Abstract

AbstractWorkers, managers, occupational health and safety inspectors, and the general community can be trained to detect and promote action by the use of sentinel markers for detecting industrial disasters. A sentinel marker is a pre-disaster warning sign of impending failure in prevention. Administration sentinel markers are: weak occupational health and safety programs; lack of spontaneous access to top management; failure to accept responsibility for sub-contractors; absence of written disaster plans and drills for emergency response in the factory and in the adjacent community; non-investigation of prodromal leaks, exposures, spills, or injuries; punishment of “trouble-some” individuals (“whistleblowers”) reporting prodromal events; non-use or misuse of data on illness, injury, and absenteeism; and sub-optimal work conditions and supervision of shift workers.

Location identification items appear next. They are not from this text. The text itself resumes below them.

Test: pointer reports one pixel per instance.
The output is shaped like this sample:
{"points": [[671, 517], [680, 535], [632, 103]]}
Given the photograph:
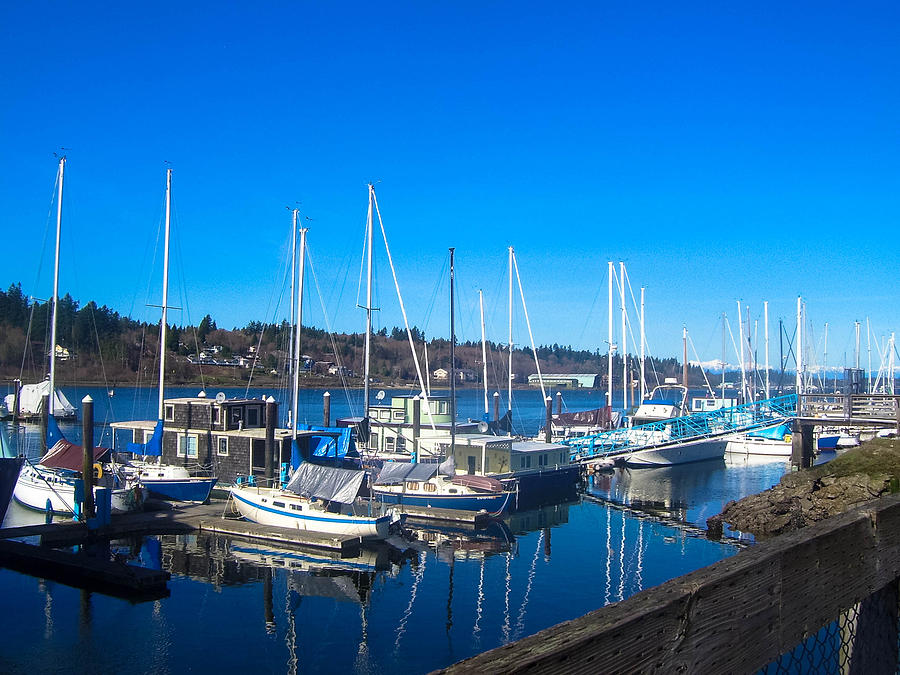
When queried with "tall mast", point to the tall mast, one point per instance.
{"points": [[295, 398], [292, 363], [62, 169], [165, 306], [643, 350], [610, 346], [799, 345], [766, 329], [452, 357], [509, 393], [483, 353], [624, 335], [368, 308]]}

Information sentinel markers are: absence of worker and community right-to-know programs; non-use of data on earlier mishaps from similar technologies; and failure to provide toxicologic data to hospitals in the pre-disaster phase. Technological sentinel markers include the absence of fail-safe controls, interlocks, and automated alarm systems driven by real-time monitoring. Transportation sentinel markers include sub-optimal vehicle standards, alcohol and drug abuse, and fatigue in drivers. Preventive programs based on identification of all sentinel markers by workers and others outside a narrow spectrum of specialists are suggested to be more effective than are selective actions based on risk assessment analysis.